Sabemos que a linguagem literária não é imediatamente acessível. Não porque não tenhamos capacidade de fazer essa aproximação, mas porque o homem não se utiliza cotidianamente de todas as possibilidades que tem para se comunicar ou para se expressar.

Comunicação restrita
A história nos mostra que há uma relação entre a forma como o ser humano produz sua vida e a forma como estabelece a interlocução com os outros homens. E o fato é que apesar de todos os meios e linguagens criados para os homens estabelecerem a interlocução, a comunicação humana acaba restrita objetiva, econômica (e nem sempre clara), o que constitui a marca dos textos midiáticos.

Mas por que será que temos tanta dificuldade para ler um texto literário? Se podemos nos comunicar com o mundo via Internet por que Edgar Allan Poe, Virginia Wolf, Ernest Hemingway, James Joyce, Graham Greene são tão inacessíveis? Justamente porque a linguagem que lhes é própria não nos é comum, isto é, ela não faz parte da nossa vida cotidiana.

Se a tarefa de ler textos literários já se constitui num desafio bastante grande em língua materna, supomos que para estudantes de língua inglesa ela seja ainda maior, em virtude dos significados culturais que a literatura revela e aos quais, muitas vezes, não temos acesso, justamente, por não estarmos inseridos em práticas sociais e de linguagem em que esses significados são transmitidos.

Textos literários
No entanto, é por meio da leitura, sobretudo de textos literários, que podemos nos aproximar desses significados culturais, atribuir-lhes sentido e conhecer e respeitar as diferenças culturais, sociais e linguísticas que a literatura tão generosamente reúne e nos presenteia.

Um dos presentes que o texto literário nos dá consiste na aproximação de mundos. Ao tematizar diferentes culturas, diversos modos e concepções de vida, diferentes formas de atribuir sentido à língua, o texto literário coloca em evidência povos, grupos sociais, valores, etc., aos quais às vezes só temos acesso por meio da própria literatura.

Um autor cuja obra busca revelar esses mundos é V. S. Naipaul.
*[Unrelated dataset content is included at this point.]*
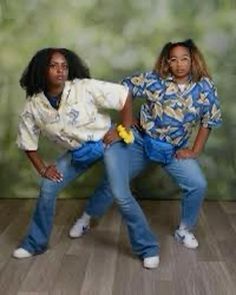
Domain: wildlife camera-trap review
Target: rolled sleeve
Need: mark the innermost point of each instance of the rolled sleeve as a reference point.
(212, 116)
(108, 95)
Ele nasceu em Trinidad em 1932 e foi para a Inglaterra em 1950, onde depois de 4 anos iniciava sua carreira de escritor de romances, de contos e de relatos das suas periódicas visitas à Índia e às ilhas do Caribe chamadas pelos ingleses de "West Indies".

Leremos um excerto de um de seus contos "Love, love, love, alone". O conto faz parte de uma coleção que recebeu o nome de Miguel Street premiada em 1959. É uma coleção cujas histórias se passam em Port of Spain, a capital de Trinidad, e tematizam a vida das pessoas pobres que lá moram.
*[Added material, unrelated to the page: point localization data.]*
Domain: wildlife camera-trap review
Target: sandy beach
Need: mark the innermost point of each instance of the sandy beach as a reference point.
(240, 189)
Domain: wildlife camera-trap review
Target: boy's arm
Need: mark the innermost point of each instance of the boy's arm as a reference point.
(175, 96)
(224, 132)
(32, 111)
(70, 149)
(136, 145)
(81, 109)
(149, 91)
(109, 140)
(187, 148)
Ao retratar a vida dessas pessoas, Naipaul também revela o uso que essas pessoas fazem da língua inglesa, os sentidos que atribuem a uma língua que lhes foi imposta nos anos de dominação britânica. Observe por exemplo o excerto que selecionamos:

"And through all these weeks, one question was always uppermost in our minds. How did a woman like Mrs Hereira get mixed up with Toni?
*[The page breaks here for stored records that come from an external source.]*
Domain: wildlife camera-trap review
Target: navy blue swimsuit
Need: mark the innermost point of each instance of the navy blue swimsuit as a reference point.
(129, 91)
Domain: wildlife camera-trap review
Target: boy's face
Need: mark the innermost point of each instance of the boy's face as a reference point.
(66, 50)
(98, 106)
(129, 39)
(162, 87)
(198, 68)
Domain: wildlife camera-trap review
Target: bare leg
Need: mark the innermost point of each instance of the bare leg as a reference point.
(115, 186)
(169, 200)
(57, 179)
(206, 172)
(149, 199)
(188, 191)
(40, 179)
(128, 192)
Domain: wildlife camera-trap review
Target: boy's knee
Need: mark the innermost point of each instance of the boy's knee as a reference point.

Hat said he knew. But he wanted to know who Mrs Hereira was, and also did we all. Even my mother wondered aloud about this.

Boyee had an idea.

He said, 'Hat, you know the advertisements people does put out when their wife or their husband leave them?'

Hat said, 'Boyee, you know you getting too damn big too damn fast. How the hell a little boy like you knowa thing like that?'

Boyee took this as a compliment.

Hat said, 'How you know anyway that Mrs Hereira leave she husband? How you know that she ain't married Toni?'

Você pôde notar a diferença que existe no uso da linguagem feito pelo narrador e pelas personagens. Essa diferença já revela a diversidade de mundos que a obra tematiza, mostrando que aqueles que moram em Port Spain não usam o inglês como o narrador de um texto literário. O uso que as personagens fazem da língua evidencia como o inglês chegou até elas e os sentidos atribuídos à língua pelas pessoas do lugar e daquele grupo social.

Sem que a obra reconstruísse o discurso daqueles que são do lugar por meio da fala das personagens não seria possível ao leitor se aproximar de seus mundos, de seus estilos de vida, de sua cultura.